Is there a way that I don't know to enable at LEAST 100 mbps, let alone a gigabit?  I was going to buy a gigabit router with wireless N, but at the moment it's seeming pointless since we can't even get above 10mbps.  

Thanks for any help, I'm pretty much lost at the moment.


----------



## Kenshai (Jul 29, 2009)

You know there are 8 bits in a byte? So you'll only see a theoretical max of around 12.5MB a second on a home network running 10/100.

10/100 refers to megabits, not megabytes. AKA you're getting 10MB, 10Mb is only 1.25 MB a second.

Getting Gigabit lan would mean you could transfer files at 125MB/s therefore your bottle neck would more than likely be in your hard drives at that point.


----------



## xazraelx (Jul 29, 2009)

Shouldn't we theorotically be able to transfer faster than 10mbps between the two computers on the gigabit switch though?  I'm only getting from 3-5 mbps from the Vista machine to the Server 08 Machine.   I get more than that from the Windows 7 machine that's on the other side of the network.


----------



## Kenshai (Jul 29, 2009)

xazraelx said:


> Shouldn't we theorotically be able to transfer faster than 10mbps between the two computers on the gigabit switch though?  I'm only getting from 3-5 mbps from the Vista machine to the Server 08 Machine.   I get more than that from the Windows 7 machine that's on the other side of the network.



Check windows firewall settings plus any other firewall you may have set. 

Otherwise run 





> netsh interface tcp show global


 and check for Window Auto Tuning. If that's is set to enabled, disable it with 





> netsh interface tcp set global autotuning=disabled


----------



## xazraelx (Jul 29, 2009)

Kenshai said:


> Check windows firewall settings plus any other firewall you may have set.
> 
> Otherwise run  and check for Window Auto Tuning. If that's is set to enabled, disable it with



It was set to Highly Restricted on the Vista machine and Normal on the Server 08 machine.  I'm currently running a CS4 transfer, but when that's done, I'll test it machine-machine and report back.

Thanks, I didn't even find that in the google search (admittedly it was only like a 10 minute search).


----------



## mrhuggles (Jul 29, 2009)

youll get 12.5mb/sec on 100mbit, youll get oh, about 300-400mbit on a gigabit lan, which should come out to be what... 30-40mb/sec? maybe a little more.

i would check the wires between the vista and server 08 machine, and the connectors inside the gigabit switch hmmmmmm vista and server 08... i seem to remember some people having performance issues between them for some reason i cant think of why :?

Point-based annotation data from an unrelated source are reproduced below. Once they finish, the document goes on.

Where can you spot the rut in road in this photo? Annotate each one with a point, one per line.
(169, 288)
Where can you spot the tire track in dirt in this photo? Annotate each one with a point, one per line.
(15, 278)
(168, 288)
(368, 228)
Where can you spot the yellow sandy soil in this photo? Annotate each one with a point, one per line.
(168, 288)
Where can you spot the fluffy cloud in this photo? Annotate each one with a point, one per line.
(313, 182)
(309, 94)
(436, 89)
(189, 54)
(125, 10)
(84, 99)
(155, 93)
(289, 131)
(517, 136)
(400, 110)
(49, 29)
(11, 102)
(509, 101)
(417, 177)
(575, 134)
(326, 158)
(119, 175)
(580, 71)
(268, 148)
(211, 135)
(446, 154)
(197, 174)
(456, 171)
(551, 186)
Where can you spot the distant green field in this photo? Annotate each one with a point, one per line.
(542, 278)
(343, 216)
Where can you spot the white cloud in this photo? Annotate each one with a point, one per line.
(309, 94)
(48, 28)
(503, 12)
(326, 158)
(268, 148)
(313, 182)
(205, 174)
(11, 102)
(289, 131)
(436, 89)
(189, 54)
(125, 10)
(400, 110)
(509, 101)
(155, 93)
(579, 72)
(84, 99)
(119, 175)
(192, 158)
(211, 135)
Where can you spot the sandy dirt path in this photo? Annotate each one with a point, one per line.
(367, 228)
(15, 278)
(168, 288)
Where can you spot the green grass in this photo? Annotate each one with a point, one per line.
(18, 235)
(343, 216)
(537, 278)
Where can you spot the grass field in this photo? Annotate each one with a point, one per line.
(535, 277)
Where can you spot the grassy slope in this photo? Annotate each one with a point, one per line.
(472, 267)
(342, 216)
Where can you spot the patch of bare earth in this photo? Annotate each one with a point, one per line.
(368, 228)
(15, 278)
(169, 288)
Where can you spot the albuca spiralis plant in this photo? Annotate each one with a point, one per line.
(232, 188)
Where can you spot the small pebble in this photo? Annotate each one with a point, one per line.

maybe some things that might be relevant to you?
http://www.ads-links.com/index.php/how-to-fix-windows-vista-slow-network-transfer.html
http://social.technet.microsoft.com...g/thread/f4341daf-d4b5-4cd6-813a-ca41b14feb3d

basically they had firewall issues [note: a lot of programs have firewalls or firewall like things in them that aren't documented, AVG is a big free one that does]


----------



## francis511 (Jul 29, 2009)

Yes , on a gigabit switch you certainly SHOULD be getting more like 30-40 mbps


----------